Thursday, February 24, 2011
Covalent Bonding
Ionic Bonding
Thursday, February 17, 2011
Periodicity
Today during class we discussed the trends that have recently appeared in the organization of the Periodic Table. Using the graphs we created the previous day, we looked at Ionization Energy and Atomic Radius in relation to the elements, and their organization in periods and groups.
1. First Ionization Energy (the difficulty of losing one electron--first level)
--As you move top to bottom in groups, it is easier to lose electrons, therefore the first ionization energy decreases. This is because as you move further down, there are more levels of electron orbitals, and they are easier to loose the farther they are from the nucleus
--As you move left to right in periods, it becomes harder to lose electrons, therfore the first ionization energy increases. This is because as you move across left to right the atomic number increases therefore so do the number of protons, which means there is greater pull on the electrons you are trying to lose.
2. Atomic Radius (size)
--As you move top to bottom in groups, the atomic radii increase. This is because there are more levels surrounding the nucleus, therefore larger atoms
--As you move left to right across the periods, the atomic radii decreases. This is because as you move across periods, the atomic numbers increase, and therefore so do the number of protons in the atom. The greater number of protons, the larger pull on the electron orbitals. The greater the pull on the orbitals, the closer they will be pulled into the nucleus, in turn the atoms will be smaller.
Next Scribe...
Rachel Mann
Tuesday, February 15, 2011
orbital diagrams
Saturday, February 12, 2011
Electron Configurations
- The elements in groups 1 and 2 on the Periodic Table are filling an s sublevel. Thus, Li and Be in the second period fill the 2s sublevel. Na and Mg in the third period fill the 3s sublevel and so on.
- The elements in groups 13 through 18 (six elements in each period) fill p sublevels, which have a capacity of six electrons. In the second period, the 2p sublevel starts to fill with B and is completed with Ne. In the third period, the elements Al through Ar fill the 3p sublevel.
- The transition metals, in the center of the periodic table, fill d sublevels. Remember that a d sublevel can hold ten electrons.
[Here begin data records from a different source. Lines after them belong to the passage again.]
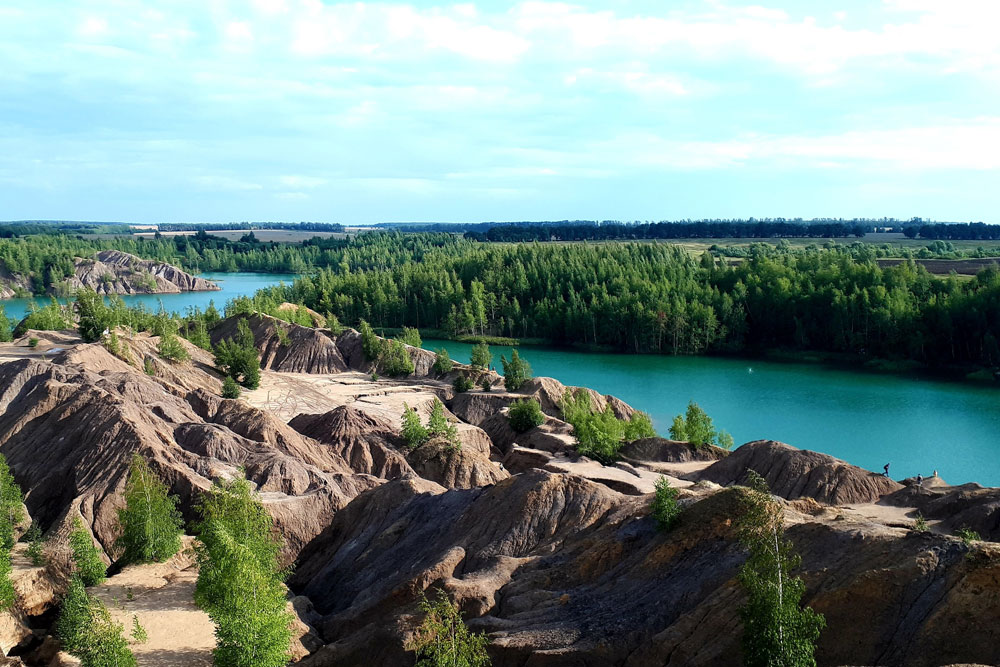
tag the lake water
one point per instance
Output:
(916, 424)
(232, 284)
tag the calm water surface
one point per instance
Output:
(232, 284)
(916, 424)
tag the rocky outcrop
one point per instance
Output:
(561, 571)
(296, 349)
(454, 467)
(661, 450)
(799, 473)
(368, 443)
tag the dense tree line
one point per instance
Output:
(670, 230)
(971, 231)
(642, 297)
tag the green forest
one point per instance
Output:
(641, 297)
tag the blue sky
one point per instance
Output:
(362, 112)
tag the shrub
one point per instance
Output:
(150, 523)
(396, 359)
(230, 388)
(524, 415)
(443, 639)
(480, 357)
(238, 358)
(410, 336)
(665, 508)
(696, 427)
(371, 344)
(414, 433)
(239, 580)
(515, 372)
(36, 545)
(442, 362)
(86, 557)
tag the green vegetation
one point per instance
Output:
(415, 433)
(516, 372)
(480, 356)
(696, 428)
(36, 545)
(443, 640)
(968, 535)
(462, 384)
(648, 297)
(89, 566)
(150, 523)
(525, 415)
(88, 632)
(410, 336)
(777, 631)
(600, 434)
(230, 388)
(442, 362)
(239, 579)
(665, 508)
(238, 357)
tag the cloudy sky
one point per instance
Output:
(200, 110)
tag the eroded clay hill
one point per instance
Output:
(552, 554)
(116, 272)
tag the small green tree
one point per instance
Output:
(410, 336)
(777, 630)
(462, 384)
(150, 523)
(230, 388)
(438, 425)
(396, 359)
(6, 327)
(443, 640)
(371, 345)
(665, 508)
(86, 557)
(239, 580)
(442, 362)
(414, 433)
(480, 357)
(515, 372)
(525, 414)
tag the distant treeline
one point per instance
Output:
(642, 297)
(230, 226)
(970, 231)
(671, 230)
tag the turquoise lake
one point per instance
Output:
(918, 425)
(232, 284)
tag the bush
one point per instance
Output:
(414, 433)
(696, 427)
(396, 359)
(515, 372)
(480, 357)
(230, 388)
(665, 508)
(86, 557)
(462, 384)
(150, 523)
(371, 344)
(443, 639)
(442, 362)
(525, 415)
(410, 336)
(238, 358)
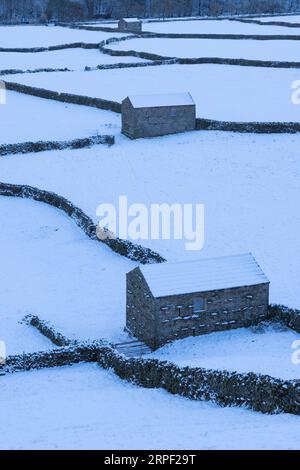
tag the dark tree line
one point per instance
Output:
(65, 10)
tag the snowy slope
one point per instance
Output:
(285, 18)
(265, 350)
(284, 51)
(25, 118)
(54, 271)
(217, 27)
(73, 59)
(221, 92)
(45, 36)
(248, 183)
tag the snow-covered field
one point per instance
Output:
(248, 183)
(54, 271)
(217, 27)
(285, 18)
(25, 118)
(239, 94)
(266, 350)
(193, 48)
(84, 407)
(42, 36)
(73, 59)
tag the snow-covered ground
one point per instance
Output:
(45, 36)
(284, 18)
(84, 407)
(221, 92)
(228, 48)
(73, 59)
(51, 269)
(26, 118)
(248, 183)
(217, 27)
(266, 350)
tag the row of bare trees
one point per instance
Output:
(65, 10)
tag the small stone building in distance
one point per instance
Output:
(156, 115)
(170, 301)
(130, 25)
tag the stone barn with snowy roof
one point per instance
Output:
(130, 25)
(155, 115)
(170, 301)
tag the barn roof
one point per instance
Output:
(203, 275)
(160, 100)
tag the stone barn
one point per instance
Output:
(130, 25)
(156, 115)
(166, 302)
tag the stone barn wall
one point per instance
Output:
(224, 310)
(156, 121)
(17, 11)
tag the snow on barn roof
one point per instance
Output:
(203, 275)
(131, 20)
(160, 100)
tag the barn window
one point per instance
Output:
(179, 309)
(199, 305)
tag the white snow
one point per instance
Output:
(169, 99)
(51, 269)
(218, 27)
(84, 407)
(220, 92)
(25, 118)
(284, 18)
(73, 59)
(131, 20)
(248, 184)
(283, 51)
(203, 275)
(262, 349)
(45, 36)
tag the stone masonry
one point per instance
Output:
(159, 320)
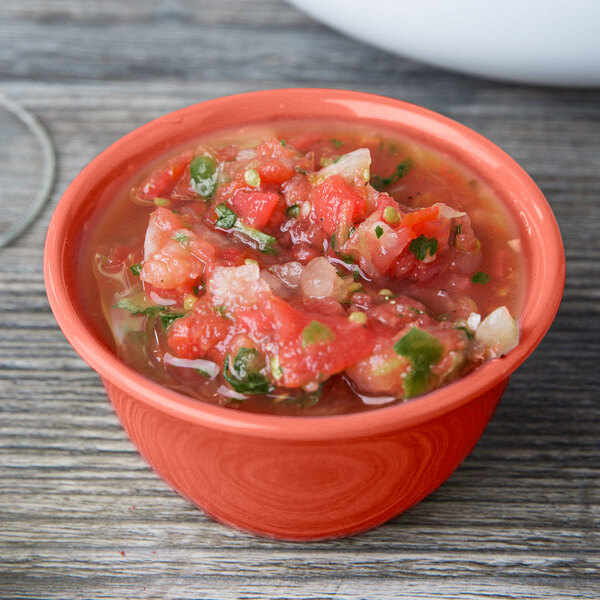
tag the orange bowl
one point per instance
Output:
(304, 478)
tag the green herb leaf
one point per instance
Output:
(316, 333)
(347, 258)
(379, 183)
(136, 269)
(423, 351)
(166, 318)
(264, 241)
(226, 218)
(203, 175)
(481, 278)
(292, 212)
(137, 309)
(465, 330)
(244, 376)
(221, 310)
(183, 239)
(422, 245)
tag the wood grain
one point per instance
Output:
(519, 519)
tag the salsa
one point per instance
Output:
(307, 268)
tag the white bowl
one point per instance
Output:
(555, 42)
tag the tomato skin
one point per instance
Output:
(275, 171)
(254, 208)
(162, 181)
(335, 204)
(195, 334)
(315, 362)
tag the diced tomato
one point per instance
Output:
(335, 204)
(195, 334)
(161, 182)
(310, 363)
(254, 208)
(414, 221)
(173, 255)
(274, 171)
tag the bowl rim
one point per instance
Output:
(492, 164)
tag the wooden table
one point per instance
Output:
(82, 516)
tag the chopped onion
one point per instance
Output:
(375, 400)
(448, 211)
(236, 286)
(289, 273)
(473, 321)
(355, 164)
(515, 244)
(207, 366)
(499, 332)
(161, 301)
(318, 278)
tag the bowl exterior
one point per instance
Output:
(303, 490)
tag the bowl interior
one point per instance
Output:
(111, 169)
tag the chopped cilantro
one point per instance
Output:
(244, 376)
(136, 269)
(316, 333)
(422, 246)
(203, 175)
(423, 351)
(221, 310)
(466, 331)
(183, 239)
(292, 212)
(137, 309)
(481, 278)
(347, 258)
(226, 218)
(167, 318)
(379, 183)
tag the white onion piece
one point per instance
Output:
(376, 400)
(473, 321)
(448, 211)
(514, 245)
(355, 164)
(236, 286)
(499, 332)
(161, 301)
(289, 273)
(197, 363)
(319, 278)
In the fourth period, the ten elements Sc through Zn fill the 3d sublevel. In the fifth period, the 4d sublevel is filled by the elements Y through Cd. The ten transition metals in the sixth period fill the 5d sublevel. Elements 103 to 112 in the seventh period are believed to be filling the 6d sublevel.
- The two sets of 14 elements listed separately at the bottom of the table are filling f siblevels with a principle quantum number two less than the period number. That is... 14 elements in the sixth period (elements 57 to 70) are filling the 4f sublevel.
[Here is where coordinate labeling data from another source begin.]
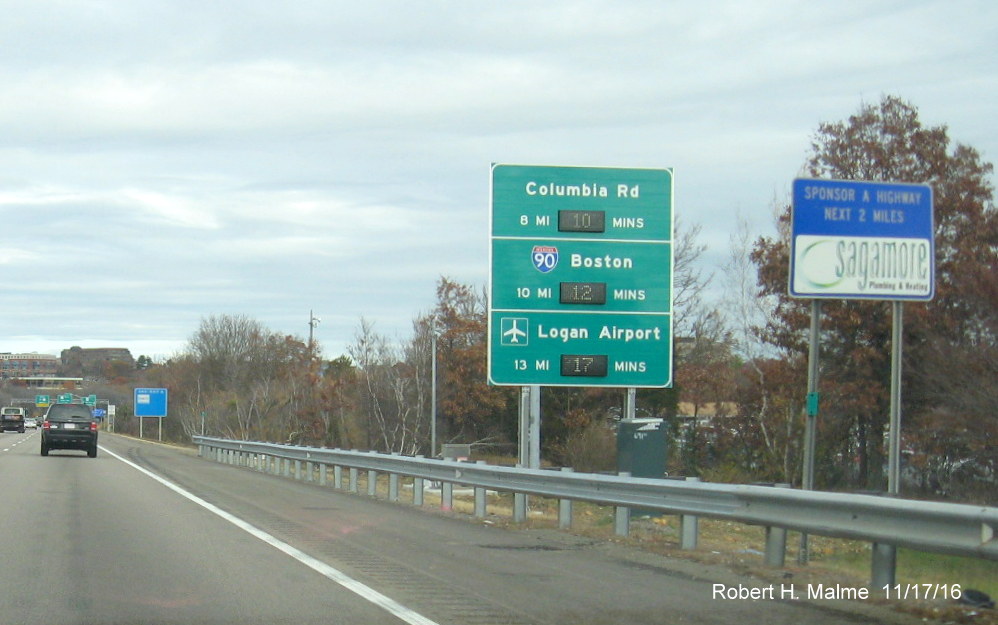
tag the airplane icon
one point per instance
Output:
(511, 332)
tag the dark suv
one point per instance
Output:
(11, 418)
(69, 426)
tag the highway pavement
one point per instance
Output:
(151, 534)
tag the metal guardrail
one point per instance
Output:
(957, 529)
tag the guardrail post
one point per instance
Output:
(776, 542)
(480, 503)
(565, 508)
(622, 515)
(519, 505)
(393, 487)
(689, 525)
(417, 488)
(447, 496)
(883, 566)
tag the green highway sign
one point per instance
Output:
(581, 276)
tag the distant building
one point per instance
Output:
(27, 365)
(91, 362)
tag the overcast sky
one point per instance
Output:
(165, 161)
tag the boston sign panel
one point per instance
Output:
(862, 240)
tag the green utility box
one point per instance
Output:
(641, 447)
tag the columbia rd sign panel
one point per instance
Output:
(581, 268)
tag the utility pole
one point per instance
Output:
(312, 322)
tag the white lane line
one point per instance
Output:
(363, 590)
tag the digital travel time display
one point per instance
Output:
(582, 293)
(581, 221)
(588, 366)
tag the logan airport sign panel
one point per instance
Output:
(862, 240)
(581, 277)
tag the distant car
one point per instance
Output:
(12, 418)
(69, 426)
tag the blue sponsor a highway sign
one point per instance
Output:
(862, 240)
(151, 402)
An example of an equation we did in class is as follows:
1s^2 2s^2 2p^6 3s^2 3p^6 4s^2 3d^10 4p^6 5p^2 6s^2 4f^14 5d^10 6p^6
The subscripts tell you the energy level, the letters tell you the orbitals, and the exponents (or superscripts), when added together, tell you the electrons. If you were to add all the exponents in this equation, the number would be 86, which is the element Rn (radon).
The next scribe is...
Matt B.
Quantum Numbers
- They are used to specify the "address" of each electron in an atom.
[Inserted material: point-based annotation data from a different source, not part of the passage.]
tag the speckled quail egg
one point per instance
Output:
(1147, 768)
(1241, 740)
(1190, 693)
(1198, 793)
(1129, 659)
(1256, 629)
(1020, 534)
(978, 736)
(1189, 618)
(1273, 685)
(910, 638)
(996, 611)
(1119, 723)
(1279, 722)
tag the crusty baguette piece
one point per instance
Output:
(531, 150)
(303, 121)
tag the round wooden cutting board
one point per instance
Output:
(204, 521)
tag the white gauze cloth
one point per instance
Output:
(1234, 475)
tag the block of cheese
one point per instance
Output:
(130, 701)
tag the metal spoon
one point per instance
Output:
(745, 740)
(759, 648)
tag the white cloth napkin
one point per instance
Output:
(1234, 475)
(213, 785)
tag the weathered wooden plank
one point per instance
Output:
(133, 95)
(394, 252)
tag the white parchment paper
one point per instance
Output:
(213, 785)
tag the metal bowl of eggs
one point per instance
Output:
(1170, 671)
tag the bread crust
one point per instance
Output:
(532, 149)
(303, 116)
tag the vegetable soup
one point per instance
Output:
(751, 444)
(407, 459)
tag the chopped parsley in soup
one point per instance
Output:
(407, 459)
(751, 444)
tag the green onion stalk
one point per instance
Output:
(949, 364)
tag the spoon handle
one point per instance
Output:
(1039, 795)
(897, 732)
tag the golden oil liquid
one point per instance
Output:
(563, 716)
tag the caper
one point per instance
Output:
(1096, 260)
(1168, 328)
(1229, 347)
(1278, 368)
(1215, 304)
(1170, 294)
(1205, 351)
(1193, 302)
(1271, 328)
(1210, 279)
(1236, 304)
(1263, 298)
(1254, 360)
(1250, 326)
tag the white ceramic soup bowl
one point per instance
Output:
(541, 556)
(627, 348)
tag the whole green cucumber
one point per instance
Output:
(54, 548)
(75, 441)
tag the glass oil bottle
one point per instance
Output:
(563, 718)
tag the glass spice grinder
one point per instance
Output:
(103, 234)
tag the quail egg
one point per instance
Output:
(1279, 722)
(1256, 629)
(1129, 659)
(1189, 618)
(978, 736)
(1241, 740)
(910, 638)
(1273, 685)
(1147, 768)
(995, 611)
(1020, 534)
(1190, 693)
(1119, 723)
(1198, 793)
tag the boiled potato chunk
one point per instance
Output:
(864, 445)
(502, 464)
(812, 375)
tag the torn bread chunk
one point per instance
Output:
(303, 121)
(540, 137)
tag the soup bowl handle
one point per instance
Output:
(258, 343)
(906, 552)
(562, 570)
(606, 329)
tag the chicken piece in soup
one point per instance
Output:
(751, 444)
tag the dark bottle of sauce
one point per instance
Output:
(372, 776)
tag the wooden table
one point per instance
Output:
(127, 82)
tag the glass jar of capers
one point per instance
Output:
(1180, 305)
- No atom has the exact same quantum number as another atom, they are all unique (refer to the stadium model in the notes).
- There are four quantum numbers:
Principal Quantum Number (n) which is the most general #. It tells us the energy level and sixe of the orbital. Note: These numbers can only have integral values, and the must be positive.
Angular Momentum Quantum # (l) which tells us the enegry sublevel, type of orbital, and shape of orbital (s, p, d, or f). The value of l has integral values from 0 to n-1, and is related to the shape of the orbital. l=0 is s orbital, l=1 is p orbital, l=2 is d orbital, l=3 is f orbital.
Magnetic Quantum Number (ml) tells us the orientation of the orbital, specifies the exact orbital within each sublevel, and has values between l and -l.
Spin Quantum Number (ms) has an electron spin of either -1/2 or +1/2. An orbital can hold two electrons as long as they are spinning in opposite directions.
That pretty much covers what we learned on Thursday. The next scribe is me again, since I forgot to scribe today.
Wednesday, February 9, 2011
Light
The types of light on the left side of the electro magnetic spectrum have a high frequency and small wave length. The types of light on the right side have a low frequency and a large wavelength.
We then took out our cell phones and looked at the infrared light given off through the remote.